Marine oils (e.g., fish, shrimp, krill), terrestrial plant oils (e.g., soy, peanut, sunflower), animal byproducts (e.g., fish and shrimp wastes, oils as a result of rendering poultry, pork and beef). What you use depends on the requirement of your species. Generally, marine fish and shrimp do best on marine oils rich in EPA and DHA.
It depends on you balanced n-3/n-6 or EFAs or not, If these fatty acids are balanced and there are some left of dietary lipid that you want to fulfill to reach the lipid level aimed. Any source of lipid can be used. In the same way, if you want to replace marine oil by plant oil, maximum replacement level should not impact balance of n-3/n-6 ratio or EFAs. Importantly, please check that how you fish or shrimp that you aimed to study utilize lipid well or not, if bad please control lipid level in diet in which provided optimum EFAs and the rest may be a little bit increase of protein or carbohydrate
This is depends upon the culture species for what you are formulating diet.

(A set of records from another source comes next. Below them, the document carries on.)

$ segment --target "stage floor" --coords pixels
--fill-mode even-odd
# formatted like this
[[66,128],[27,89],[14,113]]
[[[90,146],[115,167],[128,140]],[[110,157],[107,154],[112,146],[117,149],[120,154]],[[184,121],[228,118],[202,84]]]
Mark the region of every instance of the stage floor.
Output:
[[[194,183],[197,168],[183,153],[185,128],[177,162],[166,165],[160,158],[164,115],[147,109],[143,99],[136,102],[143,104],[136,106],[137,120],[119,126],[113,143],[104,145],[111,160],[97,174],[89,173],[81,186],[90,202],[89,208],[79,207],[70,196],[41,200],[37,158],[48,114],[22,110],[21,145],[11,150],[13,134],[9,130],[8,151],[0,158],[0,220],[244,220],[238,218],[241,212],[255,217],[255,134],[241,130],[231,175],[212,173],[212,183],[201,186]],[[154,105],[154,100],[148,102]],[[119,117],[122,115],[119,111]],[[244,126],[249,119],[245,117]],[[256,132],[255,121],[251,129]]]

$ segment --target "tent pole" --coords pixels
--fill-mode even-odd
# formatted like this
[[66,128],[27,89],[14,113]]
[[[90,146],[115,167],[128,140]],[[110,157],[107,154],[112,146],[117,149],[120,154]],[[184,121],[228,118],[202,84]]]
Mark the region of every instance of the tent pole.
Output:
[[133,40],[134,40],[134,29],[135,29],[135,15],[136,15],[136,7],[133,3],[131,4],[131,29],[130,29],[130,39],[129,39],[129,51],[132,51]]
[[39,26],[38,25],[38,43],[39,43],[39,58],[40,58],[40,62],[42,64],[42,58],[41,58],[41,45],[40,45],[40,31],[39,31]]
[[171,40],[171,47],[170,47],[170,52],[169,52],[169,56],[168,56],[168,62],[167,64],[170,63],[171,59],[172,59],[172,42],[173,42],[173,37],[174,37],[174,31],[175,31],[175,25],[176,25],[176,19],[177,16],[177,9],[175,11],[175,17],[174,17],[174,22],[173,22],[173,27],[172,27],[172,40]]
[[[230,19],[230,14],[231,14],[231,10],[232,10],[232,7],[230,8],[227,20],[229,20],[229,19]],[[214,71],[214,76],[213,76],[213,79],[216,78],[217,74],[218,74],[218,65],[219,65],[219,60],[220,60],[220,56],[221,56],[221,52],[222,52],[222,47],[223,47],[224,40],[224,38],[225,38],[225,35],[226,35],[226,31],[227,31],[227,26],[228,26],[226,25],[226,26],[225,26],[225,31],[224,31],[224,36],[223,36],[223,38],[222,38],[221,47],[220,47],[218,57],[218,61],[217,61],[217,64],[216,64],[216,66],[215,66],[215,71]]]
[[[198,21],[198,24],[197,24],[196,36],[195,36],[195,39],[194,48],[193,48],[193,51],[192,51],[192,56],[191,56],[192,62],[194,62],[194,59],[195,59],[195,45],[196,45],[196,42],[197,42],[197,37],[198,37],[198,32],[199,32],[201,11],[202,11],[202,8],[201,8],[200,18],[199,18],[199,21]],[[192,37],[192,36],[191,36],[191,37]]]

Mainly fish oil is preferable along with soy-lecithin as a source of phospholipid.
Since the less availability and high cost, the researchers incite to replace fish oil by using various vegetable oils.
But replacing fish oil using the plant oil (s) would affect the end product quality of cultured species.
The recent research suggested to switch over the species fed plant oil to fish oil containing diet (finisher diet) prior to harvesting for an appropriate time to restore both EPA and DHA as they are most important fatty acids in human nutrition.
A study with juveniles of P. monodon (Khan, 2013) shown that a period of 30 days has been required to restore both EPA and DHA by using a finisher diet (control diet with no fishmeal replacement) in both yard and laboratory condition, whereas finishing diet phase was 16 to 20 weeks in Salmon fed a blend of rapeseed, linseed and fish oil (Bell, Henderson, Tocher, & Sargent, 2004).
The variation in time phase between the studies could be due to the species difference, weight of the species, rearing and environmental conditions.